2026-07-15 NASA

This orbital map shows the path NASA’s Perseverance Mars rover took from its 2021 landing site in Jezero Crater to the “Broom Point” location in mid-2025. NASA/JPL-Caltech/MRO/HIRISE/UA/ICL
<関連情報>
- https://www.nasa.gov/solar-system/planets/mars/nasas-perseverance-rover-reads-record-of-ancient-mars-impacts/
- https://agupubs.onlinelibrary.wiley.com/doi/10.1029/2026JE009779
ジェゼロ・クレーターの縁に保存された地層から、初期火星における度重なる衝突の痕跡が明らかになった Stratigraphy Preserved on the Jezero Crater Rim Reveals Repeated Impacts on Early Mars
Alexander J. Jones, Sanjeev Gupta, Robert Barnes, Samantha Gwizd, Kathryn M. Stack, Briony Horgan, Sanna Alwmark, Athanasios Klidaras, Eleni Ravanis, Sarah Fagents, Gerhard Paar, …
Journal of Geophysical Research: Planets Published: 15 July 2026
DOI:https://doi.org/10.1029/2026JE009779
Abstract
The outer slopes of the western Jezero crater rim are hypothesized to expose sections of Early- to Pre-Noachian crust uplifted by the Jezero impact, providing an excellent opportunity to investigate the earliest geologic processes active on terrestrial planets.
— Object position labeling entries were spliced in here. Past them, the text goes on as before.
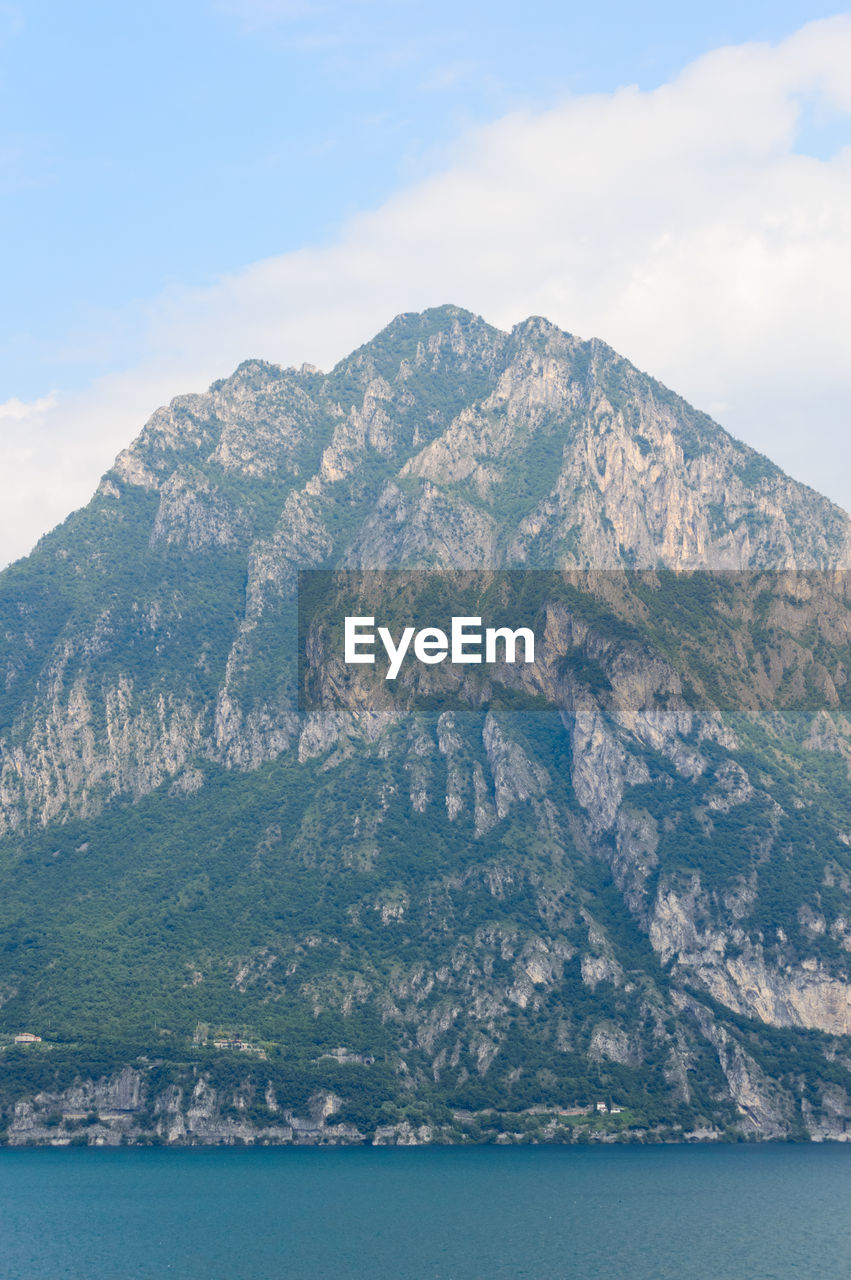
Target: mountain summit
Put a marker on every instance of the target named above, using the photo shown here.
(456, 924)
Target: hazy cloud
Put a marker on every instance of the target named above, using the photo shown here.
(678, 224)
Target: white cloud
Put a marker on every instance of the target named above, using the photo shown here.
(677, 224)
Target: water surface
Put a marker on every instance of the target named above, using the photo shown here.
(443, 1214)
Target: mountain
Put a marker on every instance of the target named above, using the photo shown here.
(462, 924)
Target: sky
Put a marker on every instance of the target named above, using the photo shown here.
(188, 184)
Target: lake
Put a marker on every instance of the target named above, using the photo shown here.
(730, 1212)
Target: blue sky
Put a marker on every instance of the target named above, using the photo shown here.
(146, 152)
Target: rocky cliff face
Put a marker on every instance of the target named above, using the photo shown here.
(623, 895)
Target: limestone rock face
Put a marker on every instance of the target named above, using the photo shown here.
(637, 880)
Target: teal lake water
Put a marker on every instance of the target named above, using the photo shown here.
(442, 1214)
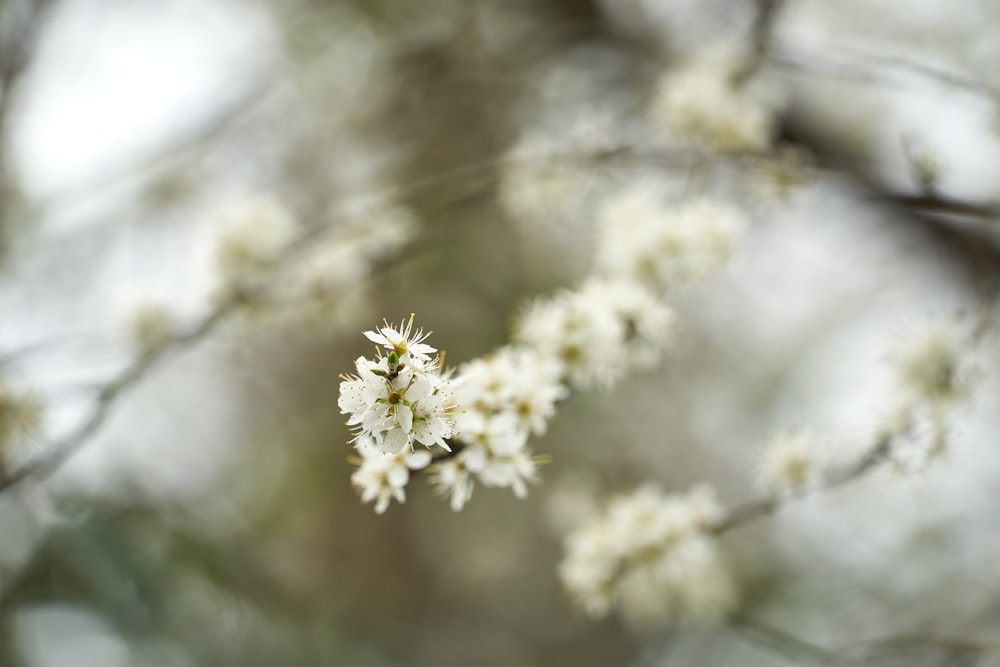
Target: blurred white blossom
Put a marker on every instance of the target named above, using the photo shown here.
(642, 238)
(792, 460)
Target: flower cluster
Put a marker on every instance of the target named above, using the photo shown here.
(505, 397)
(400, 397)
(935, 377)
(652, 558)
(252, 234)
(704, 101)
(598, 333)
(643, 239)
(792, 461)
(382, 477)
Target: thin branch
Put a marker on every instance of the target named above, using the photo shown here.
(768, 505)
(761, 38)
(878, 70)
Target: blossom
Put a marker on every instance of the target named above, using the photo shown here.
(791, 461)
(598, 333)
(453, 479)
(513, 380)
(651, 556)
(252, 234)
(383, 478)
(641, 238)
(404, 341)
(702, 101)
(399, 399)
(931, 365)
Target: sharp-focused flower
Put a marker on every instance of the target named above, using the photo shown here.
(401, 398)
(382, 478)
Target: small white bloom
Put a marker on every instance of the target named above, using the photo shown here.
(932, 365)
(641, 238)
(513, 380)
(403, 340)
(652, 558)
(583, 337)
(792, 460)
(382, 478)
(702, 102)
(399, 399)
(453, 478)
(252, 235)
(918, 434)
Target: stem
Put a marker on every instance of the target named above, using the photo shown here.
(768, 505)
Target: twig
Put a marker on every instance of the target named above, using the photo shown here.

Here, we analyze a ∼75-m-thick layered bedrock succession explored by the Perseverance rover on the outer Jezero crater rim, informally named the Broom Point member of the Witch Hazel Hill formation, to reconstruct its emplacement processes. Layering is steeply inclined and offset by rim-transverse faults, consistent with uplifted pre-impact target rock of Noachian age. Lithofacies include clast- and matrix-supported melt-bearing breccias, a planar-laminated to potentially cross-stratified facies containing candidate accretionary lapilli, and an unstratified to weakly laminated facies, with angular silt-sized grains. These lithofacies are interpreted as the products of concentrated, ground-hugging density flows, dilute surges and fall produced by explosive volcanism or impacts. However, millimeter- to sub-millimeter-diameter glassy spherules with vesicular, fluidal and agglutinated morphologies are also present throughout the section, including as a ∼20-cm-thick framework-supported layer. Their morphologies, compositions and distributions appear inconsistent with diagenetic or volcanic spherules, and instead resemble spherules produced by impacts, suggesting that the lithofacies of the Broom Point member were predominantly emplaced as impactites. Geological cross sections and stratigraphic columns were constructed through the unit, and allowed us to reconstruct the depositional evolution of these deposits. The section preserves repeated phases of flow and fall, and intercalated proximal and distal ejecta, suggesting that Mars’ ancient stratified crust preserves evidence for repeated impacts early in its history.